Le due sessioni sono iniziate con la riunione di apertura della Conferenza politica consultiva del popolo cinese, che durerà fino a domenica, alla quale hanno partecipato i massimi vertici di Pechino, compreso il presidente Xi Jinping. Come da copione, a impregnare i lavori dell’Assemblea, l’immancabile ottimismo sul futuro dell’economia del Dragone. La Cina ha “una solida fiducia sul rimbalzo dell’economia nel 2024”, ha assicurato il portavoce del Congresso nazionale del popolo, Lou Qinjian, a poche ore dall’apertura della sessione.
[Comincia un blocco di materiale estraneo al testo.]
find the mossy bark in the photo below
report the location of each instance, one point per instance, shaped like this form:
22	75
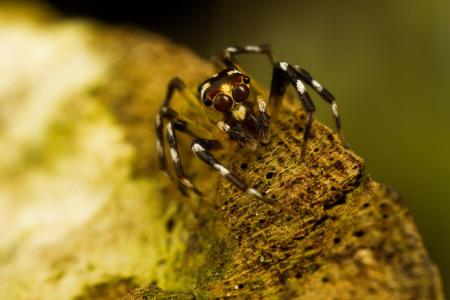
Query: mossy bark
334	233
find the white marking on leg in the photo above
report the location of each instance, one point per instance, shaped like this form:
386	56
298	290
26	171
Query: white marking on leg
334	109
222	170
197	148
158	120
159	147
261	105
253	48
231	49
174	155
186	182
254	192
317	85
300	87
283	65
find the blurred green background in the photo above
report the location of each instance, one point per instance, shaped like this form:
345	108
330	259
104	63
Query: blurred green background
387	62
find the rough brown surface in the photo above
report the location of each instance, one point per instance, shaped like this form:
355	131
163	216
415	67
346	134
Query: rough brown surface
334	234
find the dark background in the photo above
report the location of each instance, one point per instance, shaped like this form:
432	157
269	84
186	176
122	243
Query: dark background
386	61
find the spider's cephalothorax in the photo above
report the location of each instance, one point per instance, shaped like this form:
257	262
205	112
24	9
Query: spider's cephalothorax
243	113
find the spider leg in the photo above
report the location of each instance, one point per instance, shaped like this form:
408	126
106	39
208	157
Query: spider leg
174	124
200	148
263	121
183	181
326	95
284	74
227	55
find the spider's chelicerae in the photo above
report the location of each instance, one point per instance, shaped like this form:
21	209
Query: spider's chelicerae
234	102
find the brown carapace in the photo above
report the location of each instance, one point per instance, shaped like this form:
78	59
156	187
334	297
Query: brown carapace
244	114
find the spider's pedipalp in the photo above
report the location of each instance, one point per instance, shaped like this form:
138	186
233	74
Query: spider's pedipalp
205	156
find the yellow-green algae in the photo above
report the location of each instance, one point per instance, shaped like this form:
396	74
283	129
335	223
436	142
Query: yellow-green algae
74	214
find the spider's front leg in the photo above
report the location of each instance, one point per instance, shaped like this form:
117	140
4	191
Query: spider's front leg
263	121
200	148
284	74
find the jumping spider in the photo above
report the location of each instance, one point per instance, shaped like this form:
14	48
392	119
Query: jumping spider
243	113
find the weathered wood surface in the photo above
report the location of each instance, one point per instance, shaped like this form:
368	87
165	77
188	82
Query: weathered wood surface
335	233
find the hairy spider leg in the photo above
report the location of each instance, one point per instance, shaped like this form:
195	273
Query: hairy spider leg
227	58
284	74
227	55
199	146
183	181
327	96
175	123
200	149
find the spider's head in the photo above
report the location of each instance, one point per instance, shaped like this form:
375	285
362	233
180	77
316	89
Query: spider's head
225	90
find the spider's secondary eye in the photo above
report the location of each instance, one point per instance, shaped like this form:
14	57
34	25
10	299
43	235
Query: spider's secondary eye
223	103
240	93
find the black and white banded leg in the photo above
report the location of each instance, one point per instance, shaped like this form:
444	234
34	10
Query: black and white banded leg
284	74
174	124
183	181
200	149
263	121
166	113
326	95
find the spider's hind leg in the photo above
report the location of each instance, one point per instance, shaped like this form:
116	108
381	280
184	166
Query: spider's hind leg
283	75
228	54
200	148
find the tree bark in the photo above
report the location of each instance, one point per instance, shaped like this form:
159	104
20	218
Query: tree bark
334	233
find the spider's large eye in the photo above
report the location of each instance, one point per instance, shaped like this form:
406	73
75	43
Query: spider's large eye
240	93
223	102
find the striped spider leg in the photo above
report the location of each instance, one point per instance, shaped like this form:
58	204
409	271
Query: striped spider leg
284	74
200	146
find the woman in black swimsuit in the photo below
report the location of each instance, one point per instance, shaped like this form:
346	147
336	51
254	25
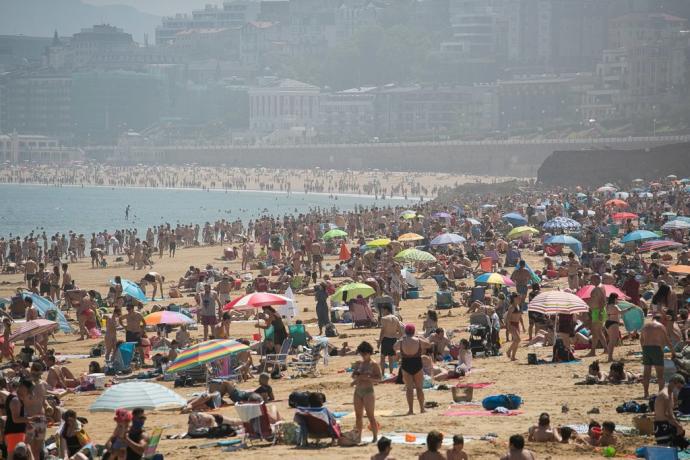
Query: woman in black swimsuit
411	349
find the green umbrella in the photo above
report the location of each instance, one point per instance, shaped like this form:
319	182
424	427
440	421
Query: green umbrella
352	290
335	233
414	255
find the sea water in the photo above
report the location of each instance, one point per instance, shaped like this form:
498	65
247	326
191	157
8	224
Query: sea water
38	208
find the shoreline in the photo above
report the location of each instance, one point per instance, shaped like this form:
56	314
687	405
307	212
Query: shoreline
198	189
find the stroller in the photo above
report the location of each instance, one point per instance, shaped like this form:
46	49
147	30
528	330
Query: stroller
482	337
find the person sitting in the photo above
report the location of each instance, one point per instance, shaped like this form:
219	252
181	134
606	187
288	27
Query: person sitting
542	431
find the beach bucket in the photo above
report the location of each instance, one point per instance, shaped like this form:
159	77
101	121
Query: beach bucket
98	380
463	394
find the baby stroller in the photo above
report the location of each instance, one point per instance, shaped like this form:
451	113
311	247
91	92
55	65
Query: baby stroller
482	338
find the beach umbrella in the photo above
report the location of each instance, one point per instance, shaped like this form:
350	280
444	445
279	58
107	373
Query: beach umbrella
352	290
657	245
514	218
335	233
680	269
414	255
624	215
405	237
519	232
616	204
557	302
447	238
561	223
256	300
677	224
494	278
131	289
639	235
32	329
130	395
205	352
171	318
48	309
585	292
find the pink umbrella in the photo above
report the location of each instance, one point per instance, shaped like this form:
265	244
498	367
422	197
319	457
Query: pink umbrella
586	291
256	300
32	329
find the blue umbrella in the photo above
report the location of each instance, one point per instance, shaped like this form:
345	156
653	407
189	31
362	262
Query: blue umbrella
566	240
515	218
132	289
447	238
130	395
639	235
562	223
44	305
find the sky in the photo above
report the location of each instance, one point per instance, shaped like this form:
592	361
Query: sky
158	7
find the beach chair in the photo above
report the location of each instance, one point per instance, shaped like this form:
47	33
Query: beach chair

“Gli aspetti positivi superano quelli negativi e per questo crediamo in un solido rimbalzo dell’economia”, ha detto Lou. Bisognerà però vedere quanto l’ottimismo cinese reggerà alla prova dei numeri. Per esempio quelli che raccontano di come quest’anno, secondo il rapporto Asian Pacific Trend, realizzato dall’Associazione asiatica degli investitori, infatti, nessun fondo del continente abbia intenzione di investire in Cina. E questo, spiega il rapporto, per un motivo semplice: al netto dei proclami di partito, l’economia cinese non è quello che sembra. Per questo fondi e investimenti se ne stanno alla larga.
Tutto questo mentre lo scorso anno solo 62 nuovi hedge fund sono stati lanciati in Asia nel 2023, il numero più basso dal 2009 e meno di un quarto, circa 15, di questi erano fondi focalizzati sulla Cina. Molto semplicemente, l’interesse si è spostato sul Giappone, come dimostra il fatto che il numero di veicoli che ha preso la via del Sol Levante è più che raddoppiato arrivando a 19. Non è finita. Sempre lo scorso anno sono stati chiusi 74 fondi in Asia, la metà dei quali in Cina e, di conseguenza, le liquidazioni hanno superato i lanci. Pensare che nel 2022 i fondi che hanno varcato i confini cinesi sono stati 34, contro i 15 dello scorso anno. Ma questo al partito non lo sanno. O forse sì.